In [8]: df.loc[df['A'].idxmax()]
Out[8]:
A 2.001289
B 0.482561
C 1.579985
Both above answers would only return one index if there are multiple rows that take the maximum value. If you want all the rows, there does not seem to have a function.
But it is not hard to do. Below is an example for Series; the same can be done for DataFrame:
In [1]: from pandas import Series, DataFrame
In [2]: s=Series([2,4,4,3],index=['a','b','c','d'])
In [3]: s.idxmax()
Out[3]: 'b'
In [4]: s[s==s.max()]
Out[4]:
b 4
c 4
dtype: int64
df.iloc[df['columnX'].argmax()]
argmax() would provide the index corresponding to the max value for the columnX. iloc can be used to get the row of the DataFrame df for this index.
A more compact and readable solution using query() is like this:
import pandas as pd
df = pandas.DataFrame(np.random.randn(5,3),columns=['A','B','C'])
print(df)
# find row with maximum A
df.query('A == A.max()')
It also returns a DataFrame instead of Series, which would be handy for some use cases.
Very simple: we have df as below and we want to print a row with max value in C:
A B C
x 1 4
y 2 10
z 5 9
In:
df.loc[df['C'] == df['C'].max()] # condition check
Out:
A B C
y 2 10
If you want the entire row instead of just the id, you can use df.nlargest and pass in how many 'top' rows you want and you can also pass in for which column/columns you want it for.
df.nlargest(2,['A'])
will give you the rows corresponding to the top 2 values of A.
use df.nsmallest for min values.
The direct ".argmax()" solution does not work for me.
The previous example provided by #ely
>>> import pandas
>>> import numpy as np
>>> df = pandas.DataFrame(np.random.randn(5,3),columns=['A','B','C'])
>>> df
A B C
0 1.232853 -1.979459 -0.573626
1 0.140767 0.394940 1.068890
2 0.742023 1.343977 -0.579745
3 2.125299 -0.649328 -0.211692
4 -0.187253 1.908618 -1.862934
>>> df['A'].argmax()
3
>>> df['B'].argmax()
4
>>> df['C'].argmax()
1
returns the following message :
FutureWarning: 'argmax' is deprecated, use 'idxmax' instead. The behavior of 'argmax'
will be corrected to return the positional maximum in the future.
Use 'series.values.argmax' to get the position of the maximum now.
So that my solution is :
df['A'].values.argmax()
mx.iloc[0].idxmax()
This one line of code will give you how to find the maximum value from a row in dataframe, here mx is the dataframe and iloc[0] indicates the 0th index.

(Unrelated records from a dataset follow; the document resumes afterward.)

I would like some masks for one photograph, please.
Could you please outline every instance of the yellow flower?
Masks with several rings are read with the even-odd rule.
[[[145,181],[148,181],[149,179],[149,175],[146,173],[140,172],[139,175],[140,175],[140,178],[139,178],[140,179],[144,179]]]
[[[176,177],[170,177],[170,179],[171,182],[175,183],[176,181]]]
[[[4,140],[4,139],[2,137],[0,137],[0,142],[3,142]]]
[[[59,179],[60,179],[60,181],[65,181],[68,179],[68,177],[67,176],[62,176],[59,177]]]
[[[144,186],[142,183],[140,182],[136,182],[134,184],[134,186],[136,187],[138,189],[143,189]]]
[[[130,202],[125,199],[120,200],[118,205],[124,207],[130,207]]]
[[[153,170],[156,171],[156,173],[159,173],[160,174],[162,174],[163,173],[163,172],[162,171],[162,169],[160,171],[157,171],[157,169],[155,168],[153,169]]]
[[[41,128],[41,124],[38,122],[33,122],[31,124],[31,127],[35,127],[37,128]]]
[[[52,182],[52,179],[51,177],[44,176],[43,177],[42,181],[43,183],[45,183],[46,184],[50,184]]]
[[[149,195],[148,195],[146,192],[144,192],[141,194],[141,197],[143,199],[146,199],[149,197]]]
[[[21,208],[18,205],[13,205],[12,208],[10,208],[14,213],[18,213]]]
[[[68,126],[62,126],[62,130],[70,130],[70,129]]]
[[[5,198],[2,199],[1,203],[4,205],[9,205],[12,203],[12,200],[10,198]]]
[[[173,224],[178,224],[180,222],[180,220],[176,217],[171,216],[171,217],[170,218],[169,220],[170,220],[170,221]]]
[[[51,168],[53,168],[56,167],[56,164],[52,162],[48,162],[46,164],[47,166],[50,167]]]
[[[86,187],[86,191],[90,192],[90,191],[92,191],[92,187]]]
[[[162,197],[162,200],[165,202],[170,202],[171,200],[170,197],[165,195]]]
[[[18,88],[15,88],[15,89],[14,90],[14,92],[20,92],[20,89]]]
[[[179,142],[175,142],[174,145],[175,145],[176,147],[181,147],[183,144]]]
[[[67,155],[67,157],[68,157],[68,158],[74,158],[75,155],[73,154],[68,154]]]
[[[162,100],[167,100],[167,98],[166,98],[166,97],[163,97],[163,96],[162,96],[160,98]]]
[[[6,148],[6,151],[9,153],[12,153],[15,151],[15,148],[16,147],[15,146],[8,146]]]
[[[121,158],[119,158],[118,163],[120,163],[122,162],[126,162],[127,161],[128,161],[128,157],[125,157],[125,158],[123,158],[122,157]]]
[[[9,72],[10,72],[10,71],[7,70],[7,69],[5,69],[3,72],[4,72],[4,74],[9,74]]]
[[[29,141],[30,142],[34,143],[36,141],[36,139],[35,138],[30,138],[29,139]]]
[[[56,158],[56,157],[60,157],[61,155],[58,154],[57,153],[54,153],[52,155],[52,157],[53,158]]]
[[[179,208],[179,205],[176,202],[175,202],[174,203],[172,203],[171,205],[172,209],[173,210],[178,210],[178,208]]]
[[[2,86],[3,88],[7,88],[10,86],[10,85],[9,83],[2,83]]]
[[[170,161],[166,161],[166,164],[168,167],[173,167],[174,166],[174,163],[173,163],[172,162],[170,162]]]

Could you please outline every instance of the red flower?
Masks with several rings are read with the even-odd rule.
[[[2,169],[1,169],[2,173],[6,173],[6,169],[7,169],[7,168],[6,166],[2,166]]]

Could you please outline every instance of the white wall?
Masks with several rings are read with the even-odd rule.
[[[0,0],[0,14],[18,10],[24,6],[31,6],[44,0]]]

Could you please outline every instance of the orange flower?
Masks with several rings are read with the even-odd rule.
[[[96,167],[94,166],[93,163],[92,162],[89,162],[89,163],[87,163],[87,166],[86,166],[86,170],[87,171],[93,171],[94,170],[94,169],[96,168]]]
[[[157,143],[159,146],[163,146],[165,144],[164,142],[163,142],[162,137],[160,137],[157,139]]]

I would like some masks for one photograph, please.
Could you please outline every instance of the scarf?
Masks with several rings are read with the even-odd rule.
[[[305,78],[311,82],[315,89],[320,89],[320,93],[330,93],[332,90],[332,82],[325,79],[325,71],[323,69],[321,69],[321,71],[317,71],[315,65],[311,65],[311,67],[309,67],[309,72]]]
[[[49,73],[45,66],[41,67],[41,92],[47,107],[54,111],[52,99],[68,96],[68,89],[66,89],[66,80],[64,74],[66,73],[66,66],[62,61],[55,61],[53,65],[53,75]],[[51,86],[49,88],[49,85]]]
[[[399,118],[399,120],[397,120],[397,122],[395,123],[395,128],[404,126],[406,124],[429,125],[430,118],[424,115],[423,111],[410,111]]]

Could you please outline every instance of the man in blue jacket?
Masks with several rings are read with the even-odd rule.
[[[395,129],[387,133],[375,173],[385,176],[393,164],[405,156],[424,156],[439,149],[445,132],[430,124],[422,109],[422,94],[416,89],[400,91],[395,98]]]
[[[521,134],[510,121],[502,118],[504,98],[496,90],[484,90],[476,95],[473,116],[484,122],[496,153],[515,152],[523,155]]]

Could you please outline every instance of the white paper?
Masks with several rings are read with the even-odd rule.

Considering this dataframe
[In]: df = pd.DataFrame(np.random.randn(4,3),columns=['A','B','C'])
[Out]:
A B C
0 -0.253233 0.226313 1.223688
1 0.472606 1.017674 1.520032
2 1.454875 1.066637 0.381890
3 -0.054181 0.234305 -0.557915
Assuming one want to know the rows where column "C" is max, the following will do the work
[In]: df[df['C']==df['C'].max()])
[Out]:
A B C
1 0.472606 1.017674 1.520032
The idmax of the DataFrame returns the label index of the row with the maximum value and the behavior of argmax depends on version of pandas (right now it returns a warning). If you want to use the positional index, you can do the following:
max_row = df['A'].values.argmax()
or
import numpy as np
max_row = np.argmax(df['A'].values)
Note that if you use np.argmax(df['A']) behaves the same as df['A'].argmax().
Use:
data.iloc[data['A'].idxmax()]
data['A'].idxmax() -finds max value location in terms of row
data.iloc() - returns the row
If there are ties in the maximum values, then idxmax returns the index of only the first max value. For example, in the following DataFrame:
A B C
0 1 0 1
1 0 0 1
2 0 0 0
3 0 1 1
4 1 0 0
idxmax returns
A 0
B 3
C 0
dtype: int64
Now, if we want all indices corresponding to max values, then we could use max + eq to create a boolean DataFrame, then use it on df.index to filter out indexes:
out = df.eq(df.max()).apply(lambda x: df.index[x].tolist())
Output:
A [0, 4]
B [3]
C [0, 1, 3]
dtype: object
what worked for me is:
df[df['colX'] == df['colX'].max()
You then get the row in your df with the maximum value of colX.
Then if you just want the index you can add .index at the end of the query.